While there has been no official statement on the attacks in Kabardino-Balkaria, Kavkazsky Uzel quoted a local human rights activist, Valery Khatazhukov, as saying they were probably carried out by “those who carried out terrorist attacks earlier.” He noted that a gas pipeline was blown up in Kabardino-Balkaria’s Elbrus district in September 2007. The website quoted an anonymous source as saying that the latest bombings were carried out by “destructive forces who by means of destabilizing the situation” in Kabardino-Balkaria are seeking to remove the republic’s president, Arsen Kanokov.

Kavakzsky Uzel also noted that prior to this week’s attacks there had been seven large bomb blasts in Kabardino-Balkaria. Among these were the attacks in the republic’s Chegemsky district in October 2008, which large improvised explosive devices were used to blow up two electric power lines, forcing local authorities to switch to emergency electric power supplies.

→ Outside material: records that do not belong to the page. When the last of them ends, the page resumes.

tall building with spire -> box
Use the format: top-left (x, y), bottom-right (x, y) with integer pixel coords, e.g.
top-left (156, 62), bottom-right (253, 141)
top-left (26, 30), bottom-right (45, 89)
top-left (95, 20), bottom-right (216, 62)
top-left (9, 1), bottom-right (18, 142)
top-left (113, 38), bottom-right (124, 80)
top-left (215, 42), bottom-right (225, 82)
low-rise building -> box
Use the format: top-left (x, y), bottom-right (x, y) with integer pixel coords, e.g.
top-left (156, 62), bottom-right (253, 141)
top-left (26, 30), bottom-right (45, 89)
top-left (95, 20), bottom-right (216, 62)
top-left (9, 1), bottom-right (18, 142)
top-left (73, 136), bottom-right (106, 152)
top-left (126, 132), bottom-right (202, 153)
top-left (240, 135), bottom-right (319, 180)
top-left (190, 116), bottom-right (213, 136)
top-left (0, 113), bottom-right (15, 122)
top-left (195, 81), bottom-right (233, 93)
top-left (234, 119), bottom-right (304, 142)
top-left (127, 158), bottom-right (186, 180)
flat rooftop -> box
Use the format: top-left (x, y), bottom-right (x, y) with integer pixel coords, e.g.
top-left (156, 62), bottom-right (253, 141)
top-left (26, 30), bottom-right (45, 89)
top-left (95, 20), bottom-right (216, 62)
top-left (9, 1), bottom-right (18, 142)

Supplies of electricity cut off by this week’s bombings are expected to be restored by this evening (www.kavkaz-uzel.ru, November 19).

The chief of staff of the Combined Group of Forces in the North Caucasus, Colonel Oleg Panarin, said on November 8 that the North Caucasus remains a troubled region and that the situation there is getting worse. “The main destabilizing factor, as before, is the presence and activities in Chechnya, and also in the regions of the Russian Federation neighboring it, of bandit formations seeking to further step up their armed struggles against the federal forces and local government bodies,” he said. Panarin added that “the bandit underground” is gradually increasing its numbers and this being achieved through “active agitation-propaganda work” on the part of the “leaders of the bandit groups” and their “representatives among the population” (www.yuga.ru, November 8).

In his annual state of the nation address last week, Russian President Dmitry Medvedev said that the level of corruption and violence in the North Caucasus republics is “unprecedented.” He said that a cabinet post dedicated to tackling problems in the North Caucasus would soon be created (RIA Novosti, November 12).